Using the Twitter API and NLP to analyze the tweets of different users.

Eugene Aiken
4 min readJan 20, 2018
2017 U.S. Presidential Candidates Donald Trump & Hillary Clinton

Yesterday I worked on arguably one of the most interesting projects in my burgeoning data science career. Some kind soul was nice enough to put a Python wrapper on the Twitter API so we could use classes and perform methods on it just like we would with any other Python application. So at this point, the possibilities with Twitter and Python are endless. And by endless I mean limited to your knowledge of Python, how well you can Google answers on Stack Overflow, and definitely limited by how many times you can hit the Twitter server per 15 minute intervals (it’s 200).

The Project

Take two Twitter users, scrape their tweets, run them through a natural language processor like Count Vectorizer or TF-IDF Vectorizer, classify with a machine learning algorithm like Logistic Regression or KNN, and finally, use the predict proba method to determine the probability that a particular tweet came from a particular user.

Love him or hate him (for this particular reason or others), there is probably no more iconic tweeter than the current President of these United States, Donald J. Trump. The Commander-In-Chief is known for his legendary 3 a.m. tweet rants that leave his supporters cheering, and the rest of us scratching or shaking our heads.

Speaking of the former U.S Senator, Secretary of State, First Lady of the United States, and 2017 U.S. Presidential Democratic Nominee Hillary Clinton, Trump has what you could call a less than favorable opinion of the matriarch of the Clinton political dynasty. Needless to say, there’s no love lost on her end.

So, I compared their tweets against one another to find out which of their tweets had the highest probability of coming from either Trump or Hillary.
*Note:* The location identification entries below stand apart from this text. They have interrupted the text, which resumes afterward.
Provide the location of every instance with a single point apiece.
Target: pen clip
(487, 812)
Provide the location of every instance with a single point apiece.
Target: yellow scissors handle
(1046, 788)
Here’s how I did it.

Part One

Step One

Using a function called Tweet Miner, I mined the tweets of the Donald and Hillary and put them into a pandas dataframe.

Step Two

I then merged the two data frames into one and passed the new merged data frame through a natural language processing package in Python called TF-IDF Vectorizer to pull out, analyze, and rank the n-grams within each tweet.

Step Three

I processed the tweets and built a model so that I could do the necessary classification of each tweet.

I did this by:

  • Cleaning and vectorizing the input data with textacy and creating a target vector
  • Intializing a model
  • Grid Searching for optimal hyperparameters using GridSearchCV and LogisticRegression algorithms in Sci-kit Learn.
  • Training and fitting optimized model
  • Evaluating the performance of the model by plugging tweets from each person back into the model, using the predict proba method, and having it return a confusion matrix

Step Four

I took the array created by using the predict proba method and turned it into its own data frame. I then merged the existing input data frame with the new data frame containing the predicted probabilities of each tweet. I then filtered the data frame to give me the tweets of each person and made them their own data frames. Lastly, I ran a list comprehension to find the tweets with the highest and lowest predicted probabilities in each data frame.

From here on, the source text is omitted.